Cuando siento la necesidad de plantear un problema en vivo doy la voz a los personajes para tenerlos delante en el teatro. La escena va más allá, porque no sólo se piensa en palabras, sino en una serie de elementos extralingüísticos que tienen tanto poder o más que lo expresado de viva voz.
Y, cuando necesito crear una nueva realidad, recurro a la novela. Quizá es el proceso más intenso, tanto en tiempo como en dedicación; uno necesita morirse en la escritura para alumbrar una novela sincera que, tal vez, alcance el arrabal de la perfección.
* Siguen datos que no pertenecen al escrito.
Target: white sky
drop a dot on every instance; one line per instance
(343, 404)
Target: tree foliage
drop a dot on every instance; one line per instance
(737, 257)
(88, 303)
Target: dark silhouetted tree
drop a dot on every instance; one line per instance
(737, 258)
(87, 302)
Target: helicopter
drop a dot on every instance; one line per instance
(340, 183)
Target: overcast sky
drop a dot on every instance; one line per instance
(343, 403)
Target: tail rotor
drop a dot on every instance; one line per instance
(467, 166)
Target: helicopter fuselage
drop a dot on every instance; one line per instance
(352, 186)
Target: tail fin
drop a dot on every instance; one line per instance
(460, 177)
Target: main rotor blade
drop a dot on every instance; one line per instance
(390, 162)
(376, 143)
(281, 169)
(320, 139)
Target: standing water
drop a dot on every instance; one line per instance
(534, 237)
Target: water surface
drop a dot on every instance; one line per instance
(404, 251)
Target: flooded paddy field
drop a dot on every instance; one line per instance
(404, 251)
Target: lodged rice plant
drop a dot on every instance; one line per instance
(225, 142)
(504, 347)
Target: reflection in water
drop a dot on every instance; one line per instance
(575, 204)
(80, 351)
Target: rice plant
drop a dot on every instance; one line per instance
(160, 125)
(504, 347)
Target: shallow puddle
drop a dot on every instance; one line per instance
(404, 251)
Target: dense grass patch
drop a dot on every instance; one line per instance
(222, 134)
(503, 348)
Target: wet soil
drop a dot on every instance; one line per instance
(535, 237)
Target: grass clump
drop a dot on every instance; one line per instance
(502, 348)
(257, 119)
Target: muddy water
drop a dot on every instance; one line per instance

En todo momento, eso sí, la arquitectura del universo que se construye, por increíble que parezca, siempre está basado en nuestra experiencia; como dijo el poeta: hay otros mundos, pero están en éste.
Finalmente, los relatos, que son el motivo que nos trae, me sirven para romper las barreras entre realidad y ficción, si acaso no son lo mismo. Moverse en la frontera, en el filo de posible, se nutre de una serie de situaciones que me permiten acotar un segmento en el que todo cabe, en el que cualquier cosa puede pasar, en el que nada es imposible y en el que lo “verdaderamente real” resulta improbable. Además el relato impone contención, ir al grano, al nervio que genera la pulsación de su argumento. El relato es como un globo de chicle que hay que hinchar con prudencia y sin taras, pues cualquier exceso lo hace explotar y cualquier insuficiencia ni siquiera lo hace crecer; pero dentro de esa esfera se concentra todo su sabor. Cada globo es único, irrepetible; cada relato nos dice sus dimensiones exactas.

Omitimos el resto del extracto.